Banele Gumede had been staying with his aunt in Zamani, near the Isipingo water treatment works, when he disappeared on Wednesday morning. He was last seen playing outside the house.

His father, Sandile Khwela, said they had searched until midnight on Wednesday and continued searching from dawn on Thursday.

A man living below Banele’s aunts home noticed a sandal between the shacks and notified the father who had been searching the nearby swamps.

Between the homes are wooden poles with overhead electrical cables. A resident had illegally connected a wire to the overhead cables and run the wire down between the shacks.

Banele was found at 8am on Thursday face down between the houses.

Zethu Gumede, the boy’s aunt, said it appeared Banele went to fetch his soccer ball when he stepped on the live wire. He did not reach the soccer ball which was a metre away from where he died. The wire was still live and stuck between his toes. His foot was burnt.

“When I came closer to the sandal I saw my son lying face down. I picked him up thinking he was alive. I felt the electrical surge and dropped him. Smoke was coming out from places where the wire touched water. One of the residents disconnected the wire and we removed him,” Khwela said.

The father said they had not had money for creche fees for the week so he had left his son with the boy’s aunt.

Khwela who lives in Malukazi across the road from Zamani, works part time in Reunion. The boy’s parents at first thought Banele had walked home and had been frantically searching the route between the two areas.

Disgruntled residents, who knew the person that had connected the wire, were angry because he had not buried the wires underground.

Police spokesman, Major Thulani Zwane, said an inquest docket had been opened at uMlazi police station.

eThekwini Municipality spokeswoman, Tozi Mthethwa, said Zamani was one of the areas noted by the city as an illegal electricity connection hot spot. She said there had been numerous weekly operations, to remove illegal connections, only to be reconnected by residents.

“We continuously warn residents against cable and electricity theft as it often results in devastating and tragic consequences, such as loss of life. There is also damage to infrastructure costing the municipality about R230 million annually,” Mthethwa said.

eThekwini mayor James Nxumalo expressed his deepest condolences to the family of the child.

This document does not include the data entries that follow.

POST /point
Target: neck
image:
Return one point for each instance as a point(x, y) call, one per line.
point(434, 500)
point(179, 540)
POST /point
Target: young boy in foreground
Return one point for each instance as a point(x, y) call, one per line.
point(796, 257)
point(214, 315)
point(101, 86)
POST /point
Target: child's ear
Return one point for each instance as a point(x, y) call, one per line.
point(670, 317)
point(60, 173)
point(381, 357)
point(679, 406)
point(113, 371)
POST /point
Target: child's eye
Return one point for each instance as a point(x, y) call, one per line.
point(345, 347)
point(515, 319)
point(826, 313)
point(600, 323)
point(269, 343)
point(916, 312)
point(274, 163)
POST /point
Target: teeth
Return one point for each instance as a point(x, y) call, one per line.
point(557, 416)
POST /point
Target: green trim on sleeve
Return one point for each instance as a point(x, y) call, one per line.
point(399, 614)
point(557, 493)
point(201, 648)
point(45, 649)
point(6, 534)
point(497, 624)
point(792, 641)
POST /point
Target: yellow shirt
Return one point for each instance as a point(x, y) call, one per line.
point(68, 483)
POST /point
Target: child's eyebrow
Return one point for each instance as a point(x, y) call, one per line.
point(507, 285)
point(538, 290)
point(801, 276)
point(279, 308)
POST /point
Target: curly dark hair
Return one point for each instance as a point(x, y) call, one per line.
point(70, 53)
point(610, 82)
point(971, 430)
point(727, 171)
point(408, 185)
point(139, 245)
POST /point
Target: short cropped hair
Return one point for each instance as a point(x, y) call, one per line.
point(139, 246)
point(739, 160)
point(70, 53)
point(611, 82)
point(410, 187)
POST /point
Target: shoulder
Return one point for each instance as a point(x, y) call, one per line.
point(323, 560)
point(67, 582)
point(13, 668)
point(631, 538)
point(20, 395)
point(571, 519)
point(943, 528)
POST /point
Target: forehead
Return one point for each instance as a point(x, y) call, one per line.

“The life of an innocent child has been lost because of this criminal act. This must be viewed as a lesson that illegal electricity connections are bad for the economy and a hazard to the lives of the people who reside in these communities.”

Other incidents were people have been electrocuted because of illegal connections and exposed cables:

* January - Princess Ntuli, 37, was electrocuted in Intshawini, near Stanger. Ntuli was walking barefoot with a bucket of water on her head when she came into contact with low hanging live wires.

* January - Nontobeko Mjoli, 5, of the Jika Joe informal settlement in Pietermaritzburg stepped on an exposed live wire and was killed. In 2013 Aviwe Vava, 6, died while visiting her parents in the same area when she slipped and grabbed a live wire in an attempt to break her fall.

* February - Barefooted Mhlengi Bright Hlophe, 5, and Bafana Mtshali, 17, died at the Chiltern Drive informal settlement in Shallcross when they stepped on live wires in two separate incidents.

* April - A prized pregnant Arabian horse that had been grazing on a Hazelmere farm, north of Durban, was electrocuted by an exposed cable. The cable had been dug up by thieves.